GP mentioned ‘chasing null pointer exceptions’, then parent mentioned that the language ’now does have nonnull annotation’, prompting me to explain that that does not prevent null pointer exceptions.

So, not living a dangerously. All that can be held against me is being “dangerously” imprecise on HN - definitely not good either

nonnull doesn't really do anything in pure objc. It warns if you assign the nil literal to a nonnull pointer and that's it. The annotation is almost entirely for the sake of Swift interop (where it determines if the pointer is bridged as an Optional or not).
I don't think objc has the equivalent of a null pointer exception. You can freely send messages to a deallocated object. Since ARC, it is rare, at least in my experience, running into any memory related issues with objc.
You can send messages to `nil`, but the inverse isn't universally true. APIs like

  [text stringByAppendingString:other]; 
will throw an `NSInvalidArgumentException` if `other` is nil.
That is an API choice from Apple that isn't something inherent to objc. This is true of any method. It is up to the person who wrote it to decide how to handle a nil being passed in.
Frankly, all of this is an API and ABI choice from Apple. It was not the case that sending a message to nil always returned nil/NULL/0 before Apple's Intel transition, and the subsequent introduction of their modern Objective-C ABI. From Apple's 2006 Cocoa coding guidelines:

> If the message sent to nil returns anything other than the aforementioned value types (for example, if it returns any struct type, any floating-point type, or any vector type) the return value is undefined

And from the Intel transition guide:

> messages to a nil object always return 0.0 for methods whose return type is float, double, long double, or long long. Methods whose return value is a struct, as defined by the Mac OS X ABI Function Call Guide to be returned in registers, will return 0.0 for every field in the data structure. Other struct data types will not be filled with zeros. This is also true under Rosetta. On PowerPC Macintosh computers, the behavior is undefined.

This wasn't just a theoretical issue, either. You could run the same Objective-C code on a PPC Mac, an Intel Mac, the iPhone Simulator, and an iPhone – you'd get a zero-filled struct on Intel and the Simulator, while you'd get garbage on PPC and on real iPhone hardware.

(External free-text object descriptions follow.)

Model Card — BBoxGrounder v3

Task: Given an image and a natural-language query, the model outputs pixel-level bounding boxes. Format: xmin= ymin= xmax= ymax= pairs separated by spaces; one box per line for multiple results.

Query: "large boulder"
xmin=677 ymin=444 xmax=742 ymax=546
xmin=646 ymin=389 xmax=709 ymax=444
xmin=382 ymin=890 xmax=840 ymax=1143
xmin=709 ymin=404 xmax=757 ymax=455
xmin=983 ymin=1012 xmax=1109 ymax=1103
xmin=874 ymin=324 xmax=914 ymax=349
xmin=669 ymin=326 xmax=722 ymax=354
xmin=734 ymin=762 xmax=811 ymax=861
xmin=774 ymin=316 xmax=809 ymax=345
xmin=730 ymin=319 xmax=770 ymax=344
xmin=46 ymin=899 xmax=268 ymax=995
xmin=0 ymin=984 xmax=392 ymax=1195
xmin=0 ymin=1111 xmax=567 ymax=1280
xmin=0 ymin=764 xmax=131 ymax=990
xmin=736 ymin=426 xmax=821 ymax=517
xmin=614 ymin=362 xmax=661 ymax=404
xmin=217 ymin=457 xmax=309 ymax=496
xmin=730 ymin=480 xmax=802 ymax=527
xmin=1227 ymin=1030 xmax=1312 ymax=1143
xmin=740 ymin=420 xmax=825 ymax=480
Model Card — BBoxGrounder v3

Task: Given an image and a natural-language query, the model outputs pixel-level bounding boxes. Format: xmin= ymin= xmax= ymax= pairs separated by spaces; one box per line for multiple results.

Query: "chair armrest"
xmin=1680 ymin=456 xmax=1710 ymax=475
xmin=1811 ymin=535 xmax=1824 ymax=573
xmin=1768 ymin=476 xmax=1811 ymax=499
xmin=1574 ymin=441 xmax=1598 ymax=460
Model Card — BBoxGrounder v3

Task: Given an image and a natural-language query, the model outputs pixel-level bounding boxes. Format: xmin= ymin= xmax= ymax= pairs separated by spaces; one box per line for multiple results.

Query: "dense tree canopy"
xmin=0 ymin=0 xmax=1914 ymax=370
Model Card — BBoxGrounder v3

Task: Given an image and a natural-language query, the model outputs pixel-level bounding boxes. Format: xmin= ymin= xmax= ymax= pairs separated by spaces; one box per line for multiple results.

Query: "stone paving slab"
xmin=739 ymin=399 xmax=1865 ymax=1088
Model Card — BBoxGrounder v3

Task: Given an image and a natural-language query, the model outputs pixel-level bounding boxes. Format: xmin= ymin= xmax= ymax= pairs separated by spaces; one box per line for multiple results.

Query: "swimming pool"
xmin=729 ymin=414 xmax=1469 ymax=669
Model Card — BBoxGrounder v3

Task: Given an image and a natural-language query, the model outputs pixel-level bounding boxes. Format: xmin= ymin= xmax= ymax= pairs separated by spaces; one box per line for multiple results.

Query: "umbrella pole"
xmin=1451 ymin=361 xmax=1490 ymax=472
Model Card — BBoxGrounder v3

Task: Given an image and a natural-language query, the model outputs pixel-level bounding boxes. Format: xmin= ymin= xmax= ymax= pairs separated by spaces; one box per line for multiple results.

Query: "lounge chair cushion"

You can send messages to null, sendings messages to a deallocated pointer is going to be a bad time.
It’s nice not to crash, but unexpected null can still cause bugs in ObjC when the developer isn’t paying attention.

Having done both ObjC with nonnull annotations, and Swift, I agree that it’d be hard to forgo the having first-class support for Optionals

When Swift 1 came out, I was migrating an ObjC app that used CoreData to it and found a bug where nullable cols in the CoreData schema got non-nullable properties in the autogenerated Swift. Found out when I had a non-nullable property actually get set to null at runtime, and the compiler wouldn't let me add a check that it's null.
Objective-C did not have null pointer exceptions, though some libraries added them.
If you use Objective-C objects, operations on null pointers are just a no-op, so there is not such thing as chasing exceptions.
So you silently ignore something being null when you don't expect it to be? That sounds even worse.
It's just that

    pointer?.doSomething()
is the default. Le horreur!
The Swift way is safer, but I don't like it much either. The ? explicitly says you want to ignore null, so that's fine. The problem is there's no convenient way to throw exception if null, so you're encouraged to overuse ?, as I think you alluded to. (! will crash the entire program instead.) Swift error handling is overall pretty complex too.

Ironically the JS or Py error handling is actually the safest for high-level code. Exceptions are easy to work with and hard to ignore by accident. Very few ways to crash entirely. And Rust's errors are good for systems code.

Not really, because doSomething is not called if reference/pointer is null, whereas in Objective-C there is still a message that is sent to the NULL recipient.
No, the messenger identifies the NULL recipient and does not send the message.